George R. Kurtz: Yeah. So I will start. I will turn it over to Burt. But when you look at AI AIDR, I mean, it is 250% quarter-over-quarter up. With a $50 million-plus pipeline. And that is only growing by the day. I mean, the EBC, our executive briefing centers is full with companies that want to be talking about Mythos, how to protect AI. Every conversation, every rep, every you name it, And we have done a tremendous amount of executive and board briefings because Mythos, you know, this is from the backroom to the boardroom. I can tell you, CEO after CEO who called their CISOs on the weekend saying, is this thing really a problem? What does it mean for us? Do we protect ourselves? What does it mean going forward? And it really is a Y2K moment for security. So that is you know, we look at the upcoming year and the guidance, and it reflects that sort of momentum that we have seen in the pipeline. Or Yeah.

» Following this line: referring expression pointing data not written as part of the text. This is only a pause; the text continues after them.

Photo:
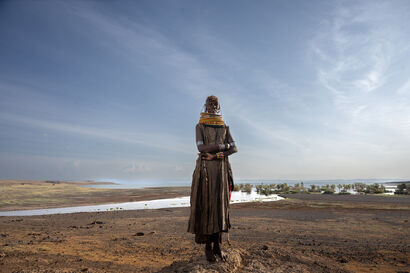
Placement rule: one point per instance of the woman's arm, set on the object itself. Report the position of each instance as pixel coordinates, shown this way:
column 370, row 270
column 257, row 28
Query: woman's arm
column 232, row 145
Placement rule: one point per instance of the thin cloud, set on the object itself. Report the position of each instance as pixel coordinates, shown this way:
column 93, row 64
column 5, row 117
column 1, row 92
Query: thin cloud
column 153, row 141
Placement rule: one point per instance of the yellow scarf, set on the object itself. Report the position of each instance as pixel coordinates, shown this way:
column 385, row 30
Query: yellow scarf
column 211, row 119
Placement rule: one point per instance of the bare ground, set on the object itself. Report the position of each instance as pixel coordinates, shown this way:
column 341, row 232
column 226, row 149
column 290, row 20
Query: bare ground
column 295, row 235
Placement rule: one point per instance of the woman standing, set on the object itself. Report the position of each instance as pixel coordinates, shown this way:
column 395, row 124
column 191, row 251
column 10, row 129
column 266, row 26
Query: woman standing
column 212, row 181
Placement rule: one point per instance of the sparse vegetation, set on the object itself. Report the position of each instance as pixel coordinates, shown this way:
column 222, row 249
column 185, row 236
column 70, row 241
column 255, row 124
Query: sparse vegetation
column 403, row 189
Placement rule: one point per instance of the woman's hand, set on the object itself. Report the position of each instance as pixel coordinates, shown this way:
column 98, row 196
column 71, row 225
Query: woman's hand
column 208, row 156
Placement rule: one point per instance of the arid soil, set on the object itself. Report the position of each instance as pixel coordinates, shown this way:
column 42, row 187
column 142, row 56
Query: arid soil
column 300, row 234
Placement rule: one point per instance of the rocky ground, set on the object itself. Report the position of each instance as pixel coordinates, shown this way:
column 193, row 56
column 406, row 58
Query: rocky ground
column 300, row 234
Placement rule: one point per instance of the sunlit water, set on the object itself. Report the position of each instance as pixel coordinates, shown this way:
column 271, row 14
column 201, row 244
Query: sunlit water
column 237, row 197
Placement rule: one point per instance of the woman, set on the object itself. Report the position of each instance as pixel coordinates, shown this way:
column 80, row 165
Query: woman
column 212, row 181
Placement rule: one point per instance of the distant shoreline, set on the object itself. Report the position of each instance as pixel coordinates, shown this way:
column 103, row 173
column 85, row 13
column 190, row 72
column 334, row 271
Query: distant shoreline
column 35, row 194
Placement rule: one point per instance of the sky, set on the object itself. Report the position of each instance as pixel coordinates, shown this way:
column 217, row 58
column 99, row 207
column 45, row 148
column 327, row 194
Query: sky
column 114, row 89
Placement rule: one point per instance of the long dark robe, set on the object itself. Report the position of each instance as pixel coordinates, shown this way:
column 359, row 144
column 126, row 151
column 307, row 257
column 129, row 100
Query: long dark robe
column 210, row 188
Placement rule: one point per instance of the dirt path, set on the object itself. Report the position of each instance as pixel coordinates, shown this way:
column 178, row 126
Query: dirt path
column 287, row 236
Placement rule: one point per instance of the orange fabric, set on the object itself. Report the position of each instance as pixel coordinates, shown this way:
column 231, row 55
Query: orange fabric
column 211, row 119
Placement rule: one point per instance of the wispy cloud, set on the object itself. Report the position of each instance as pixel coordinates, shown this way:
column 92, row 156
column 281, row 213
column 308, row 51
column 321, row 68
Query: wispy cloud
column 150, row 140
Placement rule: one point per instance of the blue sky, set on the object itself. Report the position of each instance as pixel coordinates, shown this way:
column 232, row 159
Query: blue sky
column 113, row 89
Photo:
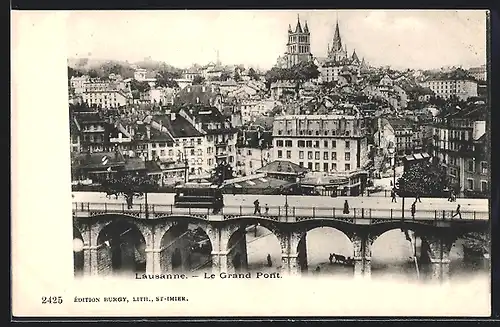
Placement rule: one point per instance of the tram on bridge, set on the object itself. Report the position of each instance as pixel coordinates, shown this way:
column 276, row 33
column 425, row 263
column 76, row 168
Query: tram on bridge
column 198, row 195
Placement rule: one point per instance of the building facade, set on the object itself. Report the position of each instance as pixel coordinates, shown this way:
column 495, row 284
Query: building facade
column 333, row 144
column 447, row 88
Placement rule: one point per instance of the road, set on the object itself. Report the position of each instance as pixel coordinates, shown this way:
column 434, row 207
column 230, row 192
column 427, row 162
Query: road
column 431, row 204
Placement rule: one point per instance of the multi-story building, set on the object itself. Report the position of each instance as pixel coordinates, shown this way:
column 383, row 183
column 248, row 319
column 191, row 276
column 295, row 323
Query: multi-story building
column 106, row 98
column 198, row 136
column 253, row 150
column 251, row 109
column 401, row 132
column 479, row 73
column 298, row 45
column 93, row 131
column 78, row 83
column 333, row 144
column 460, row 143
column 447, row 88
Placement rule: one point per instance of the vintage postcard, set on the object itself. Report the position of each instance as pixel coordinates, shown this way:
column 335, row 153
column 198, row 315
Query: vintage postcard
column 251, row 163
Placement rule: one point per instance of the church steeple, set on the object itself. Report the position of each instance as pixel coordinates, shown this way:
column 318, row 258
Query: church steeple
column 298, row 28
column 337, row 41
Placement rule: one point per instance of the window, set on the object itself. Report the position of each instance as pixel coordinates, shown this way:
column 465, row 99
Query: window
column 484, row 167
column 470, row 165
column 484, row 186
column 470, row 184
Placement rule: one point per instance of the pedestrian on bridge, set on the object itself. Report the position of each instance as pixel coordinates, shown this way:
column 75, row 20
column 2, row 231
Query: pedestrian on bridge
column 393, row 196
column 346, row 208
column 256, row 209
column 457, row 212
column 269, row 261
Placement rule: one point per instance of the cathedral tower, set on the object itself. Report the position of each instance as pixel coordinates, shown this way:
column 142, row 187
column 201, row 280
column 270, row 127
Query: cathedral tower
column 298, row 45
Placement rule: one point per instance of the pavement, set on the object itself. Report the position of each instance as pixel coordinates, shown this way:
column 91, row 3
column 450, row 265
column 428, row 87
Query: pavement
column 303, row 202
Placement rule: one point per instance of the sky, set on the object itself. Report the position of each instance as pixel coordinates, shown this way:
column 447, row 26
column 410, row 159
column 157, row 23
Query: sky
column 401, row 39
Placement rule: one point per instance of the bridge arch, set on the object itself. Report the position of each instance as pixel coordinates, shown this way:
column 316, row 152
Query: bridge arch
column 325, row 248
column 253, row 244
column 121, row 247
column 185, row 245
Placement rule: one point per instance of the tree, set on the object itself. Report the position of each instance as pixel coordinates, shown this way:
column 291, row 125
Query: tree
column 129, row 186
column 423, row 179
column 197, row 80
column 223, row 171
column 140, row 87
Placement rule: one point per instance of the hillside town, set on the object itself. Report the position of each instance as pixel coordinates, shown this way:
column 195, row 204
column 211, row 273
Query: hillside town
column 335, row 125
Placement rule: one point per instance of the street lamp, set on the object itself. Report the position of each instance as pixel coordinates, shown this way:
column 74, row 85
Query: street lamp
column 392, row 151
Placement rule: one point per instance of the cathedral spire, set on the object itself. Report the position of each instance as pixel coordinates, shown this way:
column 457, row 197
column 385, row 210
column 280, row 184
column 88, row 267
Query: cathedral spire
column 298, row 28
column 337, row 41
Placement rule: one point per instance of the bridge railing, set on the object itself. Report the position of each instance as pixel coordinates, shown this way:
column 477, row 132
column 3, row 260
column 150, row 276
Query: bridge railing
column 277, row 213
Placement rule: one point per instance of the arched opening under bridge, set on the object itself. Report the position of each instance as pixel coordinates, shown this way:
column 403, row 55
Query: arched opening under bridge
column 121, row 249
column 326, row 251
column 393, row 255
column 185, row 247
column 253, row 247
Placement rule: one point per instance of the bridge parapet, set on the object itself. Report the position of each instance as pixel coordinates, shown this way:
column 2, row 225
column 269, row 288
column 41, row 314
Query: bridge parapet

Burt W. Podbere: I think that is exactly right. So for us, again, we are getting that confidence from all the fundamentals in the business. We are getting the confidence from all the conversations we are having with customers, what George talked about with the Mythos moment. And there is not a conversation that is not happening, you know, from our large customers down to our smallest customers about how are we gonna protect our AI. Look. I think the world is looking to looking to us to be an accelerant for AI deployment. Because, you know, CSOs all over the world are the ones that have to kind of be the roadblock in terms of, you know, you know, deploying all of the AI but they cannot do it unless they know that the proper guardrails in place, and that is where they look to CrowdStrike. So based on all of that, I have confidence, you know, in the full year guide as well as the Q2 guide. Thank you.

Operator: This concludes today's question-and-answer session. I would now like to turn the call back over to George R. Kurtz for closing remarks.

George R. Kurtz: Well, I want to thank everyone for their time today. We certainly appreciate your continued support and look forward to seeing you at our upcoming events. Thanks so much. And we will see you soon.